L’éducation des adultes au service de l’autonomisation des femmes : l’expérience de l’association Assala
Algérie
Le mouvement associatif en Algérie et l’association ASSALA
Les organisations de la société civile sont nombreuses et variés en Algérie. Le mouvement associatif existe depuis fort longtemps sous différentes formes. Une des plus anciennes organisations de la société civile, c’est les comités de village « Tajmaat », qui représentait les sages du village. Constitués exclusivement des hommes, qui géraient et gèrent encore les affaires de la communauté dans de nombreux villages en Algérie. « Tajmaat » est une forme d’agora où se discutent aussi bien les problèmes du village (les routes, l’accès à l’eau…) que des problèmes sociaux et où s’organise l’entraide « Touisa » notamment pour les aspects liés à l’agriculture ou le bâtis.

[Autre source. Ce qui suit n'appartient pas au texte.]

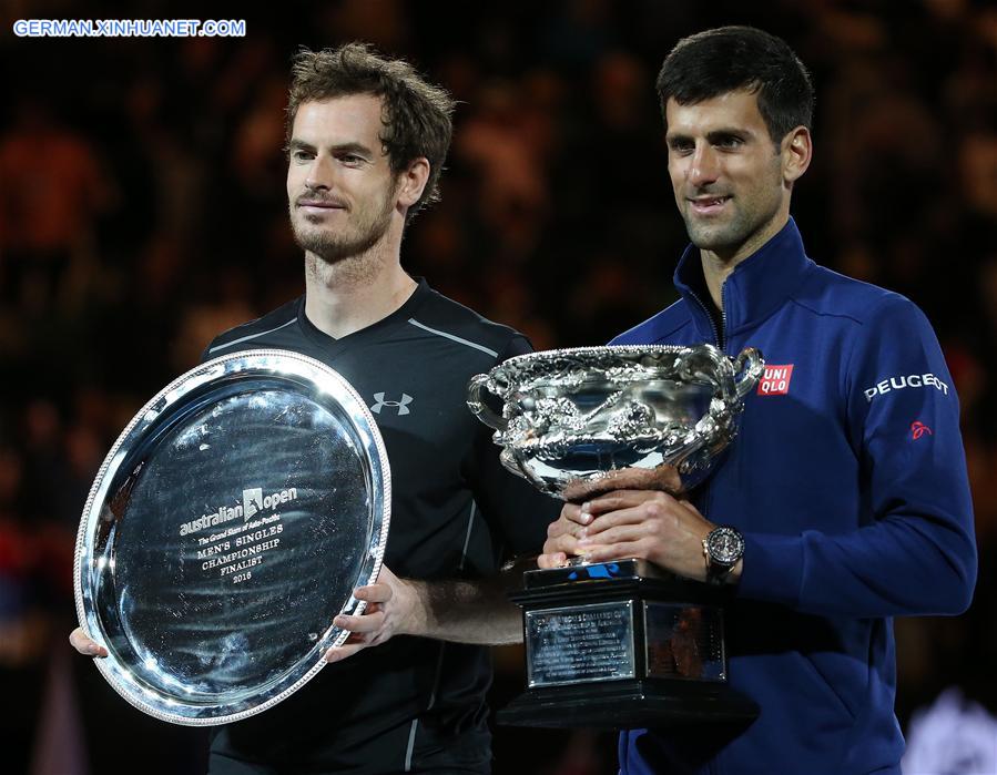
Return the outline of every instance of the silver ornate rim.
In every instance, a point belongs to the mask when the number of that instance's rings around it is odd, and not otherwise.
[[[277,368],[279,367],[279,371]],[[388,527],[391,512],[391,473],[388,466],[387,450],[384,446],[374,416],[353,386],[337,371],[325,364],[291,350],[255,349],[224,355],[206,361],[174,379],[160,390],[132,418],[118,440],[111,447],[90,489],[87,504],[77,533],[77,545],[73,560],[73,590],[77,604],[77,616],[83,632],[103,646],[108,646],[101,618],[93,604],[94,589],[88,583],[84,570],[93,562],[92,538],[96,520],[104,506],[108,489],[129,449],[156,422],[165,409],[176,404],[183,396],[202,387],[208,381],[240,376],[253,371],[268,377],[293,375],[296,379],[323,389],[333,400],[338,401],[352,421],[353,430],[365,442],[370,455],[370,500],[373,523],[367,545],[367,554],[358,574],[355,587],[373,583],[384,563]],[[350,595],[343,605],[342,613],[360,614],[366,604]],[[296,665],[273,682],[261,693],[262,701],[252,707],[242,707],[243,703],[226,705],[183,705],[181,701],[159,693],[140,683],[128,667],[116,659],[109,647],[109,655],[95,659],[94,663],[111,686],[134,707],[161,721],[185,726],[214,726],[228,724],[262,713],[294,694],[321,671],[326,662],[325,652],[338,646],[349,638],[349,632],[329,623],[322,638],[309,649]]]

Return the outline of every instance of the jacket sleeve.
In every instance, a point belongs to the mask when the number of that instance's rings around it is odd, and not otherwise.
[[[739,595],[822,615],[965,611],[977,555],[959,406],[924,314],[899,296],[873,310],[840,389],[859,462],[856,529],[746,534]]]

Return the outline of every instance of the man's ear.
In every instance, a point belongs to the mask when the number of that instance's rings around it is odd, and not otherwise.
[[[429,182],[429,161],[425,156],[416,159],[407,170],[398,173],[398,204],[411,207]]]
[[[782,175],[790,186],[803,176],[813,159],[814,145],[806,126],[797,126],[782,140]]]

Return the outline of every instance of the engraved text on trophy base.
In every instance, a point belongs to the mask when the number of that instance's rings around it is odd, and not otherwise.
[[[531,687],[633,677],[633,603],[527,611],[526,650]]]

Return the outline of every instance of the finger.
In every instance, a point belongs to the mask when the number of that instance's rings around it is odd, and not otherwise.
[[[368,603],[386,603],[395,594],[395,590],[389,584],[378,582],[368,584],[367,587],[357,587],[353,592],[353,596],[357,600],[364,600]]]
[[[537,558],[537,564],[542,569],[560,568],[568,562],[568,555],[564,552],[553,552],[551,554],[541,554]]]
[[[564,503],[561,508],[561,519],[576,524],[588,524],[592,521],[592,514],[587,507],[588,503]]]
[[[599,517],[600,514],[606,514],[611,511],[632,509],[641,503],[655,501],[663,504],[676,502],[668,492],[661,492],[659,490],[613,490],[612,492],[607,492],[598,498],[593,498],[584,506],[589,513],[593,517]]]
[[[543,542],[545,554],[577,554],[578,539],[573,536],[561,536],[560,538],[549,538]]]
[[[640,506],[610,511],[598,517],[596,521],[586,528],[584,536],[580,537],[579,541],[592,543],[594,540],[602,543],[603,539],[600,536],[607,530],[621,524],[652,524],[667,513],[667,507],[659,502],[641,503]]]
[[[586,553],[586,561],[608,562],[609,560],[624,560],[631,557],[644,560],[648,559],[642,542],[623,541],[619,543],[598,544],[588,550]]]
[[[69,635],[69,642],[73,649],[85,656],[106,656],[108,650],[83,634],[81,628],[77,628]]]
[[[591,552],[592,547],[604,547],[610,543],[620,543],[621,541],[639,541],[648,536],[653,536],[658,532],[654,528],[655,526],[644,522],[614,524],[598,532],[596,536],[581,539],[578,545],[579,549]]]
[[[342,662],[347,656],[353,656],[358,651],[363,651],[367,647],[366,643],[357,643],[352,645],[342,645],[342,646],[333,646],[327,652],[325,652],[325,661],[326,662]]]
[[[547,537],[558,538],[559,536],[569,536],[572,530],[573,522],[567,519],[556,519],[547,526]]]
[[[385,614],[383,611],[374,613],[365,613],[363,616],[348,616],[340,614],[333,620],[340,630],[349,630],[350,632],[375,632],[384,626]]]

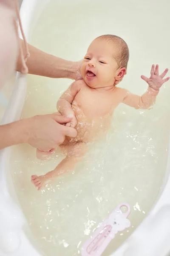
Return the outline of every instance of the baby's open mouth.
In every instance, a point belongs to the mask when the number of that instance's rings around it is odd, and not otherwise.
[[[87,76],[88,77],[92,77],[93,76],[96,76],[96,75],[93,73],[91,71],[87,71],[86,73]]]

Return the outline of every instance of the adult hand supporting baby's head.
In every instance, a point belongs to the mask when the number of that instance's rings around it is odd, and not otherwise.
[[[62,125],[71,119],[61,116],[58,112],[28,119],[28,139],[26,142],[44,151],[55,148],[64,142],[65,136],[76,137],[77,132],[75,129]]]

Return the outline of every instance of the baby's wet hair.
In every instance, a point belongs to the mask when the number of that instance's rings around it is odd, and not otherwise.
[[[117,47],[118,53],[116,56],[114,56],[114,58],[117,62],[119,68],[125,67],[127,69],[129,58],[129,51],[126,42],[119,36],[113,35],[103,35],[97,38],[101,38],[110,42]]]

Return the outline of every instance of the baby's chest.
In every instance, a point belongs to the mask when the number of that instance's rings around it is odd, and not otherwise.
[[[108,114],[119,104],[113,96],[84,90],[77,93],[73,103],[76,111],[82,111],[86,116],[97,117]]]

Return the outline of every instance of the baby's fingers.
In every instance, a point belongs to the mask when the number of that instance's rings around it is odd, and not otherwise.
[[[163,77],[164,77],[164,76],[167,74],[168,71],[168,69],[166,68],[164,71],[163,73],[160,75],[160,77],[161,77],[161,78],[163,78]]]
[[[159,65],[158,64],[156,64],[155,67],[155,75],[156,76],[159,75]]]
[[[143,79],[143,80],[144,80],[144,81],[145,81],[145,82],[147,83],[147,81],[149,80],[149,78],[147,78],[147,77],[145,76],[141,76],[141,77],[142,79]]]
[[[167,81],[168,81],[169,80],[170,80],[170,77],[169,76],[168,76],[168,77],[167,77],[167,78],[165,78],[165,79],[163,79],[162,80],[163,82],[165,83],[166,82],[167,82]]]

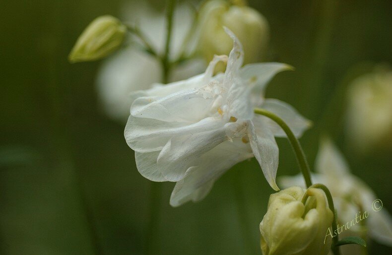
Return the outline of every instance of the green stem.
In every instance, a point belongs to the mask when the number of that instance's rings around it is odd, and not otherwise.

Parmi les plus anciennes d’association, il y’a eu également les associations dites religieuses (zaouias, l’associations des oulémas musulmans…), les corporations de métiers (barbiers, couturiers…) et les associations culturelles (exemple de Rachidia de Canstantine 1902) le sport (le cercle de Saleh Bey de Constantine).
Après le fait colonial, entre 1962 à ce jour, le paysage associatif a évolué avec l’évolution du cadre juridique. Parmi les jalons les plus important de cette évolution, deux dates importantes :
- 1990 qui a vu naitre la loi 90-31 qui a fortement simplifié la création des associations et suite à la promulgation de laquelle il y’a eu donc une explosion du nombre d’association. En effet, plus de 50 000 associations ont vu le jour.
- 2012 qui a été marquée par l’adoption de la loi 12-06 qui a apporté plus de facilitation notamment au niveau local (communes) et fait qu’aujourd’hui, on parle de 100 000 associations.
Il n’y a pas que le nombre qui a augmenté, les domaines d’actions se sont également multipliés.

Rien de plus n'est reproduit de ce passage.